For those who qualify, this means that they won’t need to pay their loans and other equated monthly installments or EMI during that period.
This is undoubtedly good news for loan customers and banking consumers in India. But wait, it turns out that cyber attackers are taking this opportunity to scam people. EMI Moratorium options have been used before, but it’s being highlighted today after the Reserve Bank of India’s (RBI) announcement amid the current lockdown situation in India.

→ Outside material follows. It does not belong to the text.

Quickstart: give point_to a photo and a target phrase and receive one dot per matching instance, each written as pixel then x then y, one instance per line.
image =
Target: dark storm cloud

Well-known banks in India, like SBI, Axis, RBL, ICICI, including others, are desperately trying to consolidate their efforts to caution and safeguard their customers against these EMI moratorium scams. Hackers are very well-equipped with all the resources to defraud any individual, especially banking customers. They can try to acquire the borrower’s banking information by sending fake SMS or emails claiming that it came from the bank, offering them the moratorium scam. This can be done while they request for their OTP via mobile using that fake message, which leaves the rest to the hackers.
Millions of people in India receive calls and text messages daily, from call centers all over the country, asking them to update and provide their bank account information. This is no different from the process for offering the moratorium on their home loan or other loans EMI. The most important thing to keep in mind is that no bank or representative of the bank will ever ask for your banking information – OTP, Authorization Code, CVV, Password, Account PIN – upfront when applying or asking for info on the EMI.
For those who have already shared their information by accident, they are advised to inform their respective banks immediately to avoid scam.
Contact their banks on their legitimate phone numbers or email addresses only. Change their PINs, Passwords, and all other account-related securities they have for their accounts. These should at least help in stopping any unauthorized transactions or prevent further scams made by the attackers. If they are unable to reach the bank right away, they can report to the nearest police station for assistance.
Since the dawn of the global pandemic crisis, these hackers and cybercriminals have adapted and managed to pull their resources to device numerous techniques to scam people. They have no regard for the chaos they would cause, even if it means using the current crisis as the catalyst.